THE children who make up most of the nearly 600,000 Rohingya Muslims who have fled violence in Myanmar are experiencing a “hell on earth” in overcrowded and squalid refugee camps in Bangladesh, Unicef has said.

The UN children’s agency has issued a report that documents the plight of children who account for 58 per cent of the refugees who have poured into Cox’s Bazar over the last eight weeks. Report author Simon Ingram said about one in five children in the area are “acutely malnourished”.

The report comes ahead of a donor conference in Geneva, Switzerland, on Monday to drum up funding for the Rohingya.

“Many Rohingya refugee children in Bangladesh have witnessed atrocities in Myanmar no child should ever see, and all have suffered tremendous loss,” Unicef executive director Anthony Lake said in a statement.
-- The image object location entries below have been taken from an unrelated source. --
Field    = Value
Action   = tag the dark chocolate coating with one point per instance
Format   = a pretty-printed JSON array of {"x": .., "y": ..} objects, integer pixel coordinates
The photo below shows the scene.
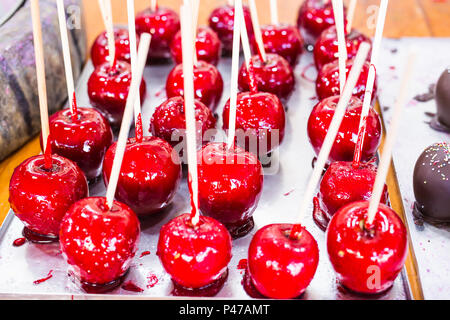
[
  {"x": 431, "y": 183},
  {"x": 443, "y": 98}
]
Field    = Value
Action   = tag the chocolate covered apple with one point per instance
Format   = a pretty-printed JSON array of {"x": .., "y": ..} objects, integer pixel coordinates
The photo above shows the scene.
[
  {"x": 149, "y": 175},
  {"x": 366, "y": 258},
  {"x": 41, "y": 191},
  {"x": 208, "y": 83}
]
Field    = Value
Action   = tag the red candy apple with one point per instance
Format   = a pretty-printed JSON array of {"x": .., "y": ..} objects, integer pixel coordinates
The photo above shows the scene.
[
  {"x": 208, "y": 83},
  {"x": 207, "y": 45},
  {"x": 328, "y": 84},
  {"x": 282, "y": 39},
  {"x": 221, "y": 21},
  {"x": 108, "y": 90},
  {"x": 99, "y": 243},
  {"x": 40, "y": 197},
  {"x": 282, "y": 266},
  {"x": 100, "y": 50},
  {"x": 168, "y": 122},
  {"x": 326, "y": 47},
  {"x": 274, "y": 76},
  {"x": 162, "y": 24},
  {"x": 230, "y": 182},
  {"x": 83, "y": 140},
  {"x": 149, "y": 176},
  {"x": 367, "y": 259},
  {"x": 260, "y": 115},
  {"x": 194, "y": 256},
  {"x": 346, "y": 139}
]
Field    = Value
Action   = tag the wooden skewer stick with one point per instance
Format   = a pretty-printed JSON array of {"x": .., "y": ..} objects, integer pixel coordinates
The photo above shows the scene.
[
  {"x": 350, "y": 15},
  {"x": 385, "y": 160},
  {"x": 189, "y": 107},
  {"x": 40, "y": 71},
  {"x": 106, "y": 11},
  {"x": 257, "y": 30},
  {"x": 334, "y": 128},
  {"x": 66, "y": 53},
  {"x": 274, "y": 12},
  {"x": 338, "y": 9},
  {"x": 136, "y": 79},
  {"x": 234, "y": 75}
]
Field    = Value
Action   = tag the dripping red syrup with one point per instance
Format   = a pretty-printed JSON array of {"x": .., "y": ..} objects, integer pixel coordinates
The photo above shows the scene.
[
  {"x": 209, "y": 290},
  {"x": 39, "y": 281}
]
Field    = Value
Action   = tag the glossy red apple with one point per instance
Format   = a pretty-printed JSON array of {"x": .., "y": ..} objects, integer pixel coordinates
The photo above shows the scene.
[
  {"x": 230, "y": 182},
  {"x": 108, "y": 90},
  {"x": 99, "y": 243},
  {"x": 194, "y": 256},
  {"x": 281, "y": 266},
  {"x": 100, "y": 49},
  {"x": 221, "y": 21},
  {"x": 40, "y": 197},
  {"x": 149, "y": 175},
  {"x": 83, "y": 140},
  {"x": 346, "y": 139},
  {"x": 260, "y": 117},
  {"x": 282, "y": 39},
  {"x": 273, "y": 76},
  {"x": 168, "y": 122},
  {"x": 162, "y": 24},
  {"x": 208, "y": 83},
  {"x": 326, "y": 47},
  {"x": 328, "y": 84},
  {"x": 207, "y": 45},
  {"x": 367, "y": 259}
]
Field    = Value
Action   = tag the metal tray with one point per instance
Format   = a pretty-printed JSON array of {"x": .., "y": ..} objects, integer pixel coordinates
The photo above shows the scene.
[{"x": 282, "y": 193}]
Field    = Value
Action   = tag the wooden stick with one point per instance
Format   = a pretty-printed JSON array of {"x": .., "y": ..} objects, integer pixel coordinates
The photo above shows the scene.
[
  {"x": 136, "y": 79},
  {"x": 234, "y": 75},
  {"x": 189, "y": 107},
  {"x": 338, "y": 9},
  {"x": 385, "y": 160},
  {"x": 274, "y": 12},
  {"x": 257, "y": 30},
  {"x": 106, "y": 11},
  {"x": 66, "y": 53},
  {"x": 40, "y": 71},
  {"x": 334, "y": 128},
  {"x": 350, "y": 15}
]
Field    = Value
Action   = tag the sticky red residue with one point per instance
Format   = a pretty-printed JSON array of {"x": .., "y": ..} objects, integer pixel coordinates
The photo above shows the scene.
[{"x": 39, "y": 281}]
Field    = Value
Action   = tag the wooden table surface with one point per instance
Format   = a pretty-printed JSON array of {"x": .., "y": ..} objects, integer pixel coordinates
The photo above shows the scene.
[{"x": 417, "y": 18}]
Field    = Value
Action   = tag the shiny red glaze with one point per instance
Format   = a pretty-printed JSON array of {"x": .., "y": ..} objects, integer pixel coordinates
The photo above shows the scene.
[
  {"x": 162, "y": 24},
  {"x": 274, "y": 76},
  {"x": 168, "y": 122},
  {"x": 259, "y": 114},
  {"x": 230, "y": 182},
  {"x": 366, "y": 260},
  {"x": 149, "y": 175},
  {"x": 98, "y": 243},
  {"x": 40, "y": 197},
  {"x": 326, "y": 47},
  {"x": 282, "y": 39},
  {"x": 342, "y": 184},
  {"x": 221, "y": 21},
  {"x": 208, "y": 83},
  {"x": 207, "y": 45},
  {"x": 281, "y": 267},
  {"x": 100, "y": 49},
  {"x": 345, "y": 142},
  {"x": 83, "y": 141},
  {"x": 108, "y": 90},
  {"x": 194, "y": 256},
  {"x": 328, "y": 84},
  {"x": 315, "y": 16}
]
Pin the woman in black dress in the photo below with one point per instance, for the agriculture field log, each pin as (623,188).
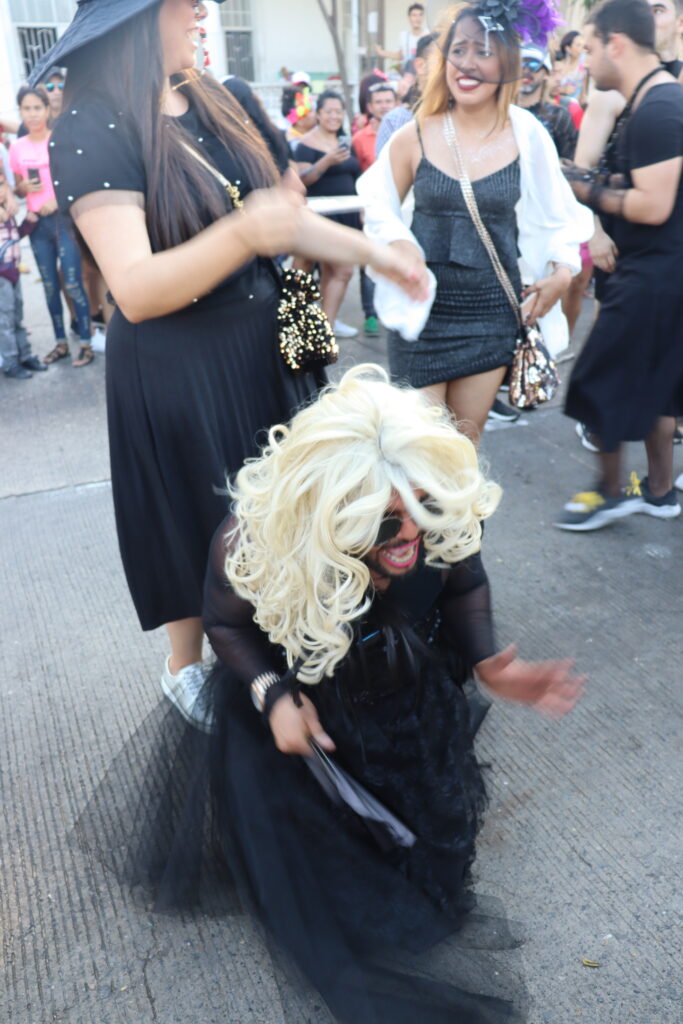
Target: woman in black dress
(328,167)
(194,369)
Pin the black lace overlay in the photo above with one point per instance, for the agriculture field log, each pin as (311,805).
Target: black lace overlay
(236,825)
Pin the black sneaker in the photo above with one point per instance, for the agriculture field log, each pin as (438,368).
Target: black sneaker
(33,363)
(504,414)
(593,510)
(17,373)
(665,507)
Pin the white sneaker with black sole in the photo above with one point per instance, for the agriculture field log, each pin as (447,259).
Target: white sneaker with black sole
(586,437)
(187,693)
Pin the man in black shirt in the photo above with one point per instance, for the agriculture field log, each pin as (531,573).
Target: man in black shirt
(628,382)
(537,67)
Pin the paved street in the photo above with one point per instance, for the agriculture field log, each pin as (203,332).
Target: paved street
(584,837)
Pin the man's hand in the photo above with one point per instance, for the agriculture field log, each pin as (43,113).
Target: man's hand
(551,687)
(293,727)
(48,208)
(546,292)
(603,251)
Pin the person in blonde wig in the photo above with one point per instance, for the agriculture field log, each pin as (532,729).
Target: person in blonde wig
(467,125)
(346,602)
(308,511)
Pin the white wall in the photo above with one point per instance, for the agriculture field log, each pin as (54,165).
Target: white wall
(10,65)
(291,35)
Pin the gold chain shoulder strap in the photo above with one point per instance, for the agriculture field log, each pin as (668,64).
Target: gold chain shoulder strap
(232,190)
(471,203)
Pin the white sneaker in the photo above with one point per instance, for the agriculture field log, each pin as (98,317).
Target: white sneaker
(98,340)
(186,692)
(344,330)
(585,437)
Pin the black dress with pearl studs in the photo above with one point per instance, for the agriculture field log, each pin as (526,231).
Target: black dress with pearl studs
(190,394)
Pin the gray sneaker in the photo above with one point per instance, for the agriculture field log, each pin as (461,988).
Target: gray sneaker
(665,507)
(187,693)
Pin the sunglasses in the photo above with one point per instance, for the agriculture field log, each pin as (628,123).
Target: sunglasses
(390,526)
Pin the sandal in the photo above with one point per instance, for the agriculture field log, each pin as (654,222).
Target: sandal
(85,355)
(60,351)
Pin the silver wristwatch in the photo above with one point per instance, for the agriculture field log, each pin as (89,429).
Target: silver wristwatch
(260,686)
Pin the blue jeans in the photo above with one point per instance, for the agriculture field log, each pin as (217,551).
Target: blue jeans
(53,240)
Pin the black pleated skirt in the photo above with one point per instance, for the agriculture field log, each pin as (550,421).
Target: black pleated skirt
(189,396)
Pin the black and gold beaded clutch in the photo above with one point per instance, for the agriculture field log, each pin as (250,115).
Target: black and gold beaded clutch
(306,339)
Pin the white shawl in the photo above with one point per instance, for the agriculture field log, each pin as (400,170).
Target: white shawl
(551,225)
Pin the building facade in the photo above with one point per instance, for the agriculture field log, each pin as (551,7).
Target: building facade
(254,39)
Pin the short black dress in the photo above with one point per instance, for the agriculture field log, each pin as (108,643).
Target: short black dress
(631,369)
(471,327)
(223,820)
(338,180)
(189,395)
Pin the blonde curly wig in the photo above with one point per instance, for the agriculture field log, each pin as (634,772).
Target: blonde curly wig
(309,509)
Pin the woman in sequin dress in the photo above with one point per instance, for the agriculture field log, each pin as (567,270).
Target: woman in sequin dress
(464,351)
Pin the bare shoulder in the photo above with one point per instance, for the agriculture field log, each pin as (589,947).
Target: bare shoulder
(406,138)
(605,102)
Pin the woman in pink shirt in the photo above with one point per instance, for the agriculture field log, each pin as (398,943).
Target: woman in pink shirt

The refugees need clean water, food, sanitation, shelter and vaccines to help prevent a possible outbreak of cholera — a potentially deadly water-borne disease.

Ingram also warned of threats posed by human traffickers and others who might exploit youngsters in the refugee areas.

“These children just feel so abandoned, so completely remote, and without a means of finding support or help. In a sense, it’s no surprise that they must truly see this place as a hell on earth,” he told a news conference in Geneva.